The defendant earnestly contends that the local court, and in particular the financial secretary, under the by-laws was wholly without authority to waive any requirement of the by-laws relating to reinstatement, and Dillon v. National Council Knights Ladies of Security, 244 Ill. 202, is cited to that point. In that case, however, the Appellate Court had found as a fact that the alleged agent was without authority to waive the conditions in question, and the Supreme Court stated that it was bound by that finding of the Appellate Court. The general rule, however, in this and other States, seems to be that the by-laws of a mutual benefit society, limiting the authority of its local organizations or officers in these respects, are unavailing where such local body or officer has apparent authority. Independent Order of Foresters v. Schweitzer, 171 Ill. 325; Dougherty v. Independent Order of Foresters, 125 Minn. 142; Independent Order of Foresters v. Cunningham, 127 Tenn. 421; Zeman v. North American Union, 263 Ill. 304; Dromgold v. Royal Neighbors of America, 261 Ill. 60, are a few of the many cases cited in the briefs on this point.
Assuming the authority of Roth, his letter demanding payment of the December premium after the date upon which forfeiture was claimed, must, irrespective of the other evidence, be held to amount to a waiver of the right to forfeit. (Chicago Life Ins. Co. v. Warner, 80 Ill. 410; Grand Lodge A.O.U.W. v. Lachmann, 199 Ill. 140; Illinois Life Ass'n v. Wells, 200 Ill. 445; Adam v. Columbian Nat. Life Ins. Co., 218 Ill. App. 54.)
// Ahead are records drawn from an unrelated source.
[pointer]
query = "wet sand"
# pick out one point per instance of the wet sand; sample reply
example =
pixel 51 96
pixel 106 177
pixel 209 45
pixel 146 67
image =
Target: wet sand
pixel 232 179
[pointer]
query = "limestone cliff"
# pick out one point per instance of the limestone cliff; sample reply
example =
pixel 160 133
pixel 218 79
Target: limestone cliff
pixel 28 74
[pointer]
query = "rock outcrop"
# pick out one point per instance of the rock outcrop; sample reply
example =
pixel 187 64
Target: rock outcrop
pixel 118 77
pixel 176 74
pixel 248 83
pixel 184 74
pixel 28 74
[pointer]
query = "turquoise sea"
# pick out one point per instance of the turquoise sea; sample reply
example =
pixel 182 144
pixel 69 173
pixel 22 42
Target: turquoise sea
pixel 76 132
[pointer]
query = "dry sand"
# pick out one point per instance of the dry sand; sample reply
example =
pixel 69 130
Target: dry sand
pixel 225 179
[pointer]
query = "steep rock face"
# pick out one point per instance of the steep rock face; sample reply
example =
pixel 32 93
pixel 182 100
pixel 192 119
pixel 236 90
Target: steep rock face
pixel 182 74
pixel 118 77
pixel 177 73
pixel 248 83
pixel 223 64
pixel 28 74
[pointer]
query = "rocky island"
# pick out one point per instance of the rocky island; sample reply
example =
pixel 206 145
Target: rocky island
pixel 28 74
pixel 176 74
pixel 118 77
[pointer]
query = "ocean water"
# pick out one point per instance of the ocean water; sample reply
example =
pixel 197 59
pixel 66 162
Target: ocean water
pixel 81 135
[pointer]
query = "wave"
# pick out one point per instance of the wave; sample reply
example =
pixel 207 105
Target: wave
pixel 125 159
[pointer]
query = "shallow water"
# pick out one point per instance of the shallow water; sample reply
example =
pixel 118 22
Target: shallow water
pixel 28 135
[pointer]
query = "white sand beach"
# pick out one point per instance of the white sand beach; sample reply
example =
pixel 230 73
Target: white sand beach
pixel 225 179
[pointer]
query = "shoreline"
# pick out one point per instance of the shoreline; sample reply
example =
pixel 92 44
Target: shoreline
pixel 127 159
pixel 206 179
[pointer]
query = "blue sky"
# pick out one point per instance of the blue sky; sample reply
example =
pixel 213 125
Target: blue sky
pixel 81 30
It is urged that the court erred in instructing the jury that interest at 5 per cent might be included in assessing plaintiff's damages, for the reason that no special claim for interest was made in the declaration. As the interest allowed was due by virtue of the statute, it was unnecessary that the declaration should state that special claim. (Haley v. Supreme Court of Honor, 139 Ill. App. 478.)
It is argued that certain of the instructions were erroneous; but, as in our opinion the plaintiff was entitled to an instruction in her favor, if there was such error, it was harmless.
The judgment is affirmed.
Affirmed.
McSURELY, P.J., and JOHNSTON, J., concur.